Há quase um mês, houve uma tentativa de invasão da comunidade pelo Comando Vermelho. Dois homens foram alvejados em frente à clínica. Eles foram colocados à força dentro do carro de um motorista da unidade de saúde, que era o responsável por levar as amostras de sangue da coleta do dia 04/05.
Desde então, a clínica vem enfrentando dificuldades com os fluxos de transporte de coleta de sangue, de arbovirores e teste do pezinho.
Segundo relatos apurados pela reportagem do DIÁRIO DO RIO, após essa tentativa de invasão, pessoas ligadas ao crime organizado começaram a exigir serviços específicos aos funcionários da clínica.
Em um dos casos, no mês de maio, uma agente de saúde foi abordada na porta da clínica da família Enfermeira Edna Valadão por um homem armado que impôs que ela agilizasse o tratamento de uma pessoa.
Numa situação que ocorreu no dia 25 maio, uma médica foi agredida por um paciente que não concordou com a receita dada pela profissional.
Em mais de uma ocasião, homens armados entraram na unidade de saúde ou para retirar alguém ou para serem atendidos. O vigia da clínica à noite foi “orientado” a apagar as luzes e não fazer ronda para não ser atingido por um tiro. Criminosos encapuzados cercam o local durante a madrugada.
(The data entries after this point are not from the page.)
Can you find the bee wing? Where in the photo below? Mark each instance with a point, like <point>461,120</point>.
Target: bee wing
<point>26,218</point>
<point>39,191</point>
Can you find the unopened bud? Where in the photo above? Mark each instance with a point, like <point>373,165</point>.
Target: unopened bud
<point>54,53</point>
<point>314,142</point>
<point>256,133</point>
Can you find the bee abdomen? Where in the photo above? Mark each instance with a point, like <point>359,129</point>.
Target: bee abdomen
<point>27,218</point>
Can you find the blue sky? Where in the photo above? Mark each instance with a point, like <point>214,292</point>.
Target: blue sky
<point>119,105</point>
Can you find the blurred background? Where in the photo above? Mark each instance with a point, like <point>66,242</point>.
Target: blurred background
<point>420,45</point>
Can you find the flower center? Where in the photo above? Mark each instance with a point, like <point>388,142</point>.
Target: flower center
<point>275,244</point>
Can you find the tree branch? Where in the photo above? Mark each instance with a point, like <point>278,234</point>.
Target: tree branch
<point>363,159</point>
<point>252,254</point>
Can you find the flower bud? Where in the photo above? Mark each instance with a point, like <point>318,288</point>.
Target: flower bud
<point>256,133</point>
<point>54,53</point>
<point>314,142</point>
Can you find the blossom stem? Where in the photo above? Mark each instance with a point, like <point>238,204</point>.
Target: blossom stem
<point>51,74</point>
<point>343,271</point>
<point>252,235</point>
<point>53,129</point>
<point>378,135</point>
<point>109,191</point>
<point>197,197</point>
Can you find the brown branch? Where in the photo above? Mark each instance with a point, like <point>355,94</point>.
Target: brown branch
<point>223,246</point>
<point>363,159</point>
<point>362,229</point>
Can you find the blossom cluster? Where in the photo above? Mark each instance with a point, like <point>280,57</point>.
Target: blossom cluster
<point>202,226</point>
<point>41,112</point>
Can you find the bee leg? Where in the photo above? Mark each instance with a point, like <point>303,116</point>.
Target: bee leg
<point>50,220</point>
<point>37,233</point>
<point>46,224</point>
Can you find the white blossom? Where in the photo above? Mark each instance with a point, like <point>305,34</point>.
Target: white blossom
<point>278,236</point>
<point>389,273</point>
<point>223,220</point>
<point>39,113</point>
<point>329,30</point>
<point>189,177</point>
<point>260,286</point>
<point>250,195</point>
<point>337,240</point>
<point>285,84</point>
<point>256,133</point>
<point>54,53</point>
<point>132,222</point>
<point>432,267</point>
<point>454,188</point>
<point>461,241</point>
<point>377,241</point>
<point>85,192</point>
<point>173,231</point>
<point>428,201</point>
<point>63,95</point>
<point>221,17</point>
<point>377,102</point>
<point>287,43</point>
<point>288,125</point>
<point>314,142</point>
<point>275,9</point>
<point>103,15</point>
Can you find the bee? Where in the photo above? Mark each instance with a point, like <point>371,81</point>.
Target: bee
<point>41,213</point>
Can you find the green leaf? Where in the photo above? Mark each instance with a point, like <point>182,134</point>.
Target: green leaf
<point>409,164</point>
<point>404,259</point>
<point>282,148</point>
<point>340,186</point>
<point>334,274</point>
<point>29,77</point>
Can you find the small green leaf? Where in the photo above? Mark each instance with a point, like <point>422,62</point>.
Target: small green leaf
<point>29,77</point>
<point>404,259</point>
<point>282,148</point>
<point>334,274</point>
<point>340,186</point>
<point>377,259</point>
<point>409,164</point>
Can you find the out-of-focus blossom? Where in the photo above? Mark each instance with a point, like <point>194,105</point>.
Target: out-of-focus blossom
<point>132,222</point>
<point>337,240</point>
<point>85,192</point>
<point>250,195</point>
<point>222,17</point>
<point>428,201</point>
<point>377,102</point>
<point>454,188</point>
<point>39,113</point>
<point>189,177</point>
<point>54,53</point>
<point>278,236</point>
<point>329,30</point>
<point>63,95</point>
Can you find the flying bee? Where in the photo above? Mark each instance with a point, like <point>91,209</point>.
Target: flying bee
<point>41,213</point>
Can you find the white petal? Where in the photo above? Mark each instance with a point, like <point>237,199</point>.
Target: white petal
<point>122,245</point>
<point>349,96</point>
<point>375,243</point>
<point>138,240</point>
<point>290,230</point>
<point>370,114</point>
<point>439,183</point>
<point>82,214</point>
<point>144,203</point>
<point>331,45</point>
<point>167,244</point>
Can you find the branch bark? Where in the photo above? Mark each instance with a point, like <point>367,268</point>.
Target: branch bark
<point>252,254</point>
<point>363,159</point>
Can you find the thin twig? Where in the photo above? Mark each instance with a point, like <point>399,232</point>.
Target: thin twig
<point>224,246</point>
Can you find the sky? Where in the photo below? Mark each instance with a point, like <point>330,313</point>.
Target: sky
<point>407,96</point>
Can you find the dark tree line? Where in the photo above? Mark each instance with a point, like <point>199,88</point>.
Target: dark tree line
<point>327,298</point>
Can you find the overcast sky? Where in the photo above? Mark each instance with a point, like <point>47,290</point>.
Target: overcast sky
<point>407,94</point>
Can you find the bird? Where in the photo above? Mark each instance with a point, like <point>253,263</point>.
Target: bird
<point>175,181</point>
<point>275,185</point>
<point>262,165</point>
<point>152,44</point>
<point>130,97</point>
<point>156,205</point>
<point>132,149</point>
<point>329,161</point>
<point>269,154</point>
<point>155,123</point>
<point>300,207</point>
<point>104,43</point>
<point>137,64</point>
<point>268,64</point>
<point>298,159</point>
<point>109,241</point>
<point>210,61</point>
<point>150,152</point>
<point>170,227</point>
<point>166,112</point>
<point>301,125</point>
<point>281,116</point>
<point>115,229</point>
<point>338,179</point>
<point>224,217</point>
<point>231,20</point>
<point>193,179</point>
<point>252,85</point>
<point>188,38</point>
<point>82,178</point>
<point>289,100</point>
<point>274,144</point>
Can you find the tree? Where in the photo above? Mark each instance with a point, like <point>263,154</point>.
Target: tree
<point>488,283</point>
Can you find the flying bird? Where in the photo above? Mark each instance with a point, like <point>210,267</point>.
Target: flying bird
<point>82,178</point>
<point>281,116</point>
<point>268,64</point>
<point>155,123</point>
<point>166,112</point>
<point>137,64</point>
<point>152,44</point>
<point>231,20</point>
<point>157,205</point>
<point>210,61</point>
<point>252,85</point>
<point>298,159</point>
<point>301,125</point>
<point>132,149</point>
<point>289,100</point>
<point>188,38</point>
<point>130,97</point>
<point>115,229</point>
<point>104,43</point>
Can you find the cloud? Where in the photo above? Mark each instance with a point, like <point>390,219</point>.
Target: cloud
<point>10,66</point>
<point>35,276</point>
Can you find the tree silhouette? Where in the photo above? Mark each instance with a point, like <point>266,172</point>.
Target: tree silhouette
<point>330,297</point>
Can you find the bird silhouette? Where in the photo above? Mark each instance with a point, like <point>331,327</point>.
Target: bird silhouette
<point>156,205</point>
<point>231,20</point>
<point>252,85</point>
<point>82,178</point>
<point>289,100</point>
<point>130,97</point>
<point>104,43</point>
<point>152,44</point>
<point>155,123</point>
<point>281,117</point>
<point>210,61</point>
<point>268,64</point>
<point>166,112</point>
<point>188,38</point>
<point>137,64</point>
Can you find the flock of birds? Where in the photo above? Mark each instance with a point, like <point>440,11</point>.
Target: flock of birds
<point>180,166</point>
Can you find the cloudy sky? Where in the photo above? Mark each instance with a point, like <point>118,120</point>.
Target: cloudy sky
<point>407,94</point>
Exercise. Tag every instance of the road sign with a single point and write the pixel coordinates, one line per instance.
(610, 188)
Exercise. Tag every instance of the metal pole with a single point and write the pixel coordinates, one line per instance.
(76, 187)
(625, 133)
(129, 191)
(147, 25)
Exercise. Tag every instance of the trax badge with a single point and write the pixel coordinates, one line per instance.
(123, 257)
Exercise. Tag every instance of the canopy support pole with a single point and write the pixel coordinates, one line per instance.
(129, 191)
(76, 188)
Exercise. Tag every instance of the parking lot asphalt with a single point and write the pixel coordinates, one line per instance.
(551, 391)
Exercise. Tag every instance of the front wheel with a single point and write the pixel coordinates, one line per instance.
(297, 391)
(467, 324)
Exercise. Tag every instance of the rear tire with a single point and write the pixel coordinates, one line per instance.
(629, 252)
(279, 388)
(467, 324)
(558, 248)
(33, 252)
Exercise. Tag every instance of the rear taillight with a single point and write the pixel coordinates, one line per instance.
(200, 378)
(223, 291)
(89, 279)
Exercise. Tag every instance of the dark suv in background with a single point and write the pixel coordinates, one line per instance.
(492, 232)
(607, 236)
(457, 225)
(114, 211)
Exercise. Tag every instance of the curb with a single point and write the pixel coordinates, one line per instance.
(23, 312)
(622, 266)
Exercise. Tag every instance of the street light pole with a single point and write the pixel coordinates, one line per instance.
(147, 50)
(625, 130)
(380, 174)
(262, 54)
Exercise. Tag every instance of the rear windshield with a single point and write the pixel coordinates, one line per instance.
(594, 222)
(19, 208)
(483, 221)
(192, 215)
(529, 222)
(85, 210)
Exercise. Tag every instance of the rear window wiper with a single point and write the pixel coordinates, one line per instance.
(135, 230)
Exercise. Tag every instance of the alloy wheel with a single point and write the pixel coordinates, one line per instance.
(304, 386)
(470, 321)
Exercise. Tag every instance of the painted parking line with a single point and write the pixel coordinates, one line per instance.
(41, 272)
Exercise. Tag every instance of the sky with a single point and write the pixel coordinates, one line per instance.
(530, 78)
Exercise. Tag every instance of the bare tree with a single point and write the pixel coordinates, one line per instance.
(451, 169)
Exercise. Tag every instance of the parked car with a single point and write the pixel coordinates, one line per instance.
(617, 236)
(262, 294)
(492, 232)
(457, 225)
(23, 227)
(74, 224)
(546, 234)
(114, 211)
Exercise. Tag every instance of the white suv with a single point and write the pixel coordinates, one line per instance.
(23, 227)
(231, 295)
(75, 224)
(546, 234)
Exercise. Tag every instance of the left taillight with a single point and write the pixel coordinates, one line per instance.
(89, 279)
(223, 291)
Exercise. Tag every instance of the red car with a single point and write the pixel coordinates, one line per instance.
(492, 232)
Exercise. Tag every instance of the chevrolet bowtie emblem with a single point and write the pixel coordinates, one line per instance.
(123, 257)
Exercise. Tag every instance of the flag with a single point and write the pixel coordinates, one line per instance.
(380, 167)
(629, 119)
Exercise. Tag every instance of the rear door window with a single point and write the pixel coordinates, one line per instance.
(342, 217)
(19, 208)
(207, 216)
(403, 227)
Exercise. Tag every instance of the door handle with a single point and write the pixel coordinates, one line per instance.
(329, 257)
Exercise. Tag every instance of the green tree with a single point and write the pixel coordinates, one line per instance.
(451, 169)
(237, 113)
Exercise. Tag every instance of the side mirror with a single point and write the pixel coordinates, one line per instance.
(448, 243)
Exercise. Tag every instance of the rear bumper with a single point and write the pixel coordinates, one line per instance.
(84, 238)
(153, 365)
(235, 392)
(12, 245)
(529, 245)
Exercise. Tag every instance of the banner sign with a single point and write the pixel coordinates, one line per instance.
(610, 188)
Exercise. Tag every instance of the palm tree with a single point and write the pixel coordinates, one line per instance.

Em abril, uma agente de saúde bucal e uma agente comunitária foram levadas por um homem armado para que fossem fazer um atendimento domiciliar.
Como não poderia ser diferente, funcionários estão com medo. Muitos pediram afastamento ou transferência de unidade. Isso vem acontecendo com pessoas de todos os setores: administrativo, médicos, agentes de saúde, enfermeiros, dentistas.
Profissionais da clínica chegaram a publicar uma nota de repúdio e paralisaram os trabalhos no último dia 27/05, após uma reunião interna na qual todos os presentes votaram a favor da pausa por motivos de segurança. A rotina seria retomada no próximo dia 08/06, mas acabou sendo antecipada para esta terça-feira, 02/06.
A clínica da família Enfermeira Edna Valadão tem sete equipes e proximamente 22 mil pacientes cadastrados. Ao todo são cerca de 80 funcionários. Em média, 700 atendimentos ocorrem por dia.
A classe médica da cidade do Rio de Janeiro está assustada com a situação. Embora muitas clínicas da família estejam localizadas em áreas conflagradas, uma onda de violência tão intensa e apavorante não é comum.
“Ninguém pode nos ajudar. A única saída é a mudança da unidade de local. O Estado não tem como mais entrar ali. Do jeito que a situação está, todo mundo perde, principalmente os moradores, que são pacientes”, disse uma pessoa que trabalha na clínica.